This section is from "The American Cyclopaedia", by George Ripley And Charles A. Dana. Also available from Amazon: The New American Cyclopędia. 16 volumes complete..
Johann Jakob Dillenius, a German botanist, born in Darmstadt in 1687, died in Oxford, April 2, 1747. His grandfather was called Dill and his father Dillen, which the son Latinized into Dillenius. He studied at the university of Giessen, and was received into the society of " Inquirers into Nature," under whose auspices he published a "Dissertation upon the Plants of America naturalized in Europe;" a "Treatise upon Coffee," with an account of the substances which might displace it, giving the preference to burnt rice; and a volume of "Observations upon the Mode of Development of Ferns and Mosses," in which he confirmed the theory of different sexes in plants. He first obtained a reputation among naturalists by his Catalogus Plantarum circa Gissam nascentium, published in 1719. William Sherard, a scientific English traveller, persuaded Dillenius to leave Germany for England. He arrived in London in 1721, and had a fine garden at El-tham placed at his disposition by James Sherard, a brother of William. He edited an enlarged edition of Kay's " Synopsis of British Plants," with engravings of his own.

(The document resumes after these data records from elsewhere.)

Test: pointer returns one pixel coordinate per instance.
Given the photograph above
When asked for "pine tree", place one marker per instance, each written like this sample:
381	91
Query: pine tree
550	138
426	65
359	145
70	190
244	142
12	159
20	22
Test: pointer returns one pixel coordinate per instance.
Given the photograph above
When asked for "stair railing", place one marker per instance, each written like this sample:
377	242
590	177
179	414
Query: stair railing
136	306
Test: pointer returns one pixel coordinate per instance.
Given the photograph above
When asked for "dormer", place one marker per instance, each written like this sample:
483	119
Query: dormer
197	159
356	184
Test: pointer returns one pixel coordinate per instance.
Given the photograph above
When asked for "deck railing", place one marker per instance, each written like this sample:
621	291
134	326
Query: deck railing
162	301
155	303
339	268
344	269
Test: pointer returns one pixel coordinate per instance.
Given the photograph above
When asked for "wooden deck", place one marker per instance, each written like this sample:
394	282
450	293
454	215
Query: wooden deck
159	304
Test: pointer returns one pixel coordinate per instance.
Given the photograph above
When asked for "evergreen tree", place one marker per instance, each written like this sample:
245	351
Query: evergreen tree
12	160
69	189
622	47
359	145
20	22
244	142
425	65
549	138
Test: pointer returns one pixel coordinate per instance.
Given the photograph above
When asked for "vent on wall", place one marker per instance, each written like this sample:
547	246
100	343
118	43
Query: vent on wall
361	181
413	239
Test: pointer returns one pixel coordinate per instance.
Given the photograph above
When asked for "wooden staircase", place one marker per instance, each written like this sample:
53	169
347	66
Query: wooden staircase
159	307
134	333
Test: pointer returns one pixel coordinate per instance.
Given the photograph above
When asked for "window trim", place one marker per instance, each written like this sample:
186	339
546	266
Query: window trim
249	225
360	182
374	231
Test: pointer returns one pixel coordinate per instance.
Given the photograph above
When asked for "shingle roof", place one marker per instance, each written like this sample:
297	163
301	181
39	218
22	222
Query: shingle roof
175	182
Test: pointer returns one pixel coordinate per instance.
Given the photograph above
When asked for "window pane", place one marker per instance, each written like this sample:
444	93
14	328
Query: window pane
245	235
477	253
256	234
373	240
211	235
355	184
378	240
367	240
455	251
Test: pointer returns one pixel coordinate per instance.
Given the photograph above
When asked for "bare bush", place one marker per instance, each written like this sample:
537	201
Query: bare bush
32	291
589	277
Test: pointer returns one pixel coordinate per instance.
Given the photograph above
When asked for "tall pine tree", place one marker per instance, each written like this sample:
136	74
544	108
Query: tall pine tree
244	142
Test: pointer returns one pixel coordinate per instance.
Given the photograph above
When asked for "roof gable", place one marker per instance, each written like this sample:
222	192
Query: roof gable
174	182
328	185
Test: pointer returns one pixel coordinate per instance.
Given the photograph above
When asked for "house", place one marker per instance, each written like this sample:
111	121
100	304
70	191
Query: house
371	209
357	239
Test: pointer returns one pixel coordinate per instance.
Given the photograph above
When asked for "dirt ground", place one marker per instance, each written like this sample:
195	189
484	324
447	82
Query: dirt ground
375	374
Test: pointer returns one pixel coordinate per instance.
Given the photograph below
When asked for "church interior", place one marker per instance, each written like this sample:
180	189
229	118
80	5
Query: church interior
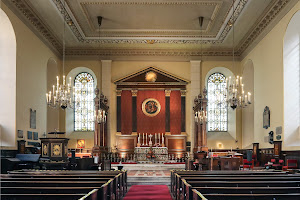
150	99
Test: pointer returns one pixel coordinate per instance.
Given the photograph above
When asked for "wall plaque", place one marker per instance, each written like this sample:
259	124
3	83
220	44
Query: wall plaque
151	107
32	119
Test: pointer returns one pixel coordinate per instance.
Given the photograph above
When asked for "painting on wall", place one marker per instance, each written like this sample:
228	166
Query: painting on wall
33	144
20	134
81	143
29	135
32	119
35	135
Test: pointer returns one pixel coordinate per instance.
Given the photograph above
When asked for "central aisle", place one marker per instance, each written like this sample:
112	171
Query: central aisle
144	192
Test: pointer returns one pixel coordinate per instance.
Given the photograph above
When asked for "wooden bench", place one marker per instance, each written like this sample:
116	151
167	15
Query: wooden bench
45	184
121	182
235	186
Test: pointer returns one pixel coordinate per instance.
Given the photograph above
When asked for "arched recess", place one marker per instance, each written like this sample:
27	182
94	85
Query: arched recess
223	139
52	114
70	133
248	112
7	82
291	60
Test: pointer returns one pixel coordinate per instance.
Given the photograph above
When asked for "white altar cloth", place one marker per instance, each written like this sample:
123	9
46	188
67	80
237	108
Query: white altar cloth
160	153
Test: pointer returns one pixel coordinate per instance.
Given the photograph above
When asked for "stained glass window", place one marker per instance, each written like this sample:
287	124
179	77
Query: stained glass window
217	106
84	110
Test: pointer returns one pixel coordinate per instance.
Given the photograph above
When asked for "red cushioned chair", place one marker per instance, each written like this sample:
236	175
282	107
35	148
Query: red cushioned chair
248	164
290	164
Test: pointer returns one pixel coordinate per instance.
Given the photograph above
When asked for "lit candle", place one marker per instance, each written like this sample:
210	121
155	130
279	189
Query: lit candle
69	88
249	97
57	81
158	138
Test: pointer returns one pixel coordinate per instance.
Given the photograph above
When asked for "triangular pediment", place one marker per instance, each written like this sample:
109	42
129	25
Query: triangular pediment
139	77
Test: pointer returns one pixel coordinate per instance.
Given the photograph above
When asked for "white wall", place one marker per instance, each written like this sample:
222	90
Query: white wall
7	82
291	53
52	114
31	79
248	112
267	57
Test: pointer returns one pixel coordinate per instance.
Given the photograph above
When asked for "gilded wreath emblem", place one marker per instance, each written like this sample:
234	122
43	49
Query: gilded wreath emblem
151	107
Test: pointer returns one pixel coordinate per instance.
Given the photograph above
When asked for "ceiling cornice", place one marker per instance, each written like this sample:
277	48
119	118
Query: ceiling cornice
31	17
260	26
162	38
49	36
145	52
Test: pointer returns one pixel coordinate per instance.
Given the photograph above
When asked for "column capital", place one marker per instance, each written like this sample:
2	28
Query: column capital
106	61
168	93
134	93
182	92
119	92
195	61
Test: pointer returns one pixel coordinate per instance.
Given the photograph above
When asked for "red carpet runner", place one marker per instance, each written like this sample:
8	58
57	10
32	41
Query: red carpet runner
144	192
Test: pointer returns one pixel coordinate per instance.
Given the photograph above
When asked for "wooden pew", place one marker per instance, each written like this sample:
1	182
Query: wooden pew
122	179
247	186
119	183
192	173
109	186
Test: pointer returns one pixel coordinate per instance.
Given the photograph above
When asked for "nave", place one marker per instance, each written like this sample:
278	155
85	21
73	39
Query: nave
150	99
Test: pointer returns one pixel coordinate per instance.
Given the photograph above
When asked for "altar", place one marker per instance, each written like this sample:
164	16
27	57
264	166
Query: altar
160	153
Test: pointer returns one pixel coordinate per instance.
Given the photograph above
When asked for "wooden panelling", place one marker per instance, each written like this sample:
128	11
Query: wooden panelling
167	114
183	114
134	120
176	144
119	117
175	112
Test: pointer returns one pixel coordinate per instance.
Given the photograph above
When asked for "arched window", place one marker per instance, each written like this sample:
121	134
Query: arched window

In 1728 William Sherard died, and founded by his will a chair of botany at Oxford, to which Dillenius was appointed, who in 1732 published his Hortus Elthamensis, containing not only descriptions of plants arranged in alphabetical order, but also 324 plates engraved by himself. This work was enthusiastically received by his contemporaries, among others by Linnaeus, then commencing his labors. In 1741 he published his Historia Muscoram, which places him in the first rank of the botanists of the last century. He was more than 20 years in collecting the materials of this work. The plates (numbering 85) and the descriptions were all by his own hand. He published no subsequent work, but many of his drawings and collections are preserved in the Sherardian museum at Oxford. Linnaeus dedicated to him a magnificent genus of plants of tropical India, which is the type of the family of the Dilleniaceoe.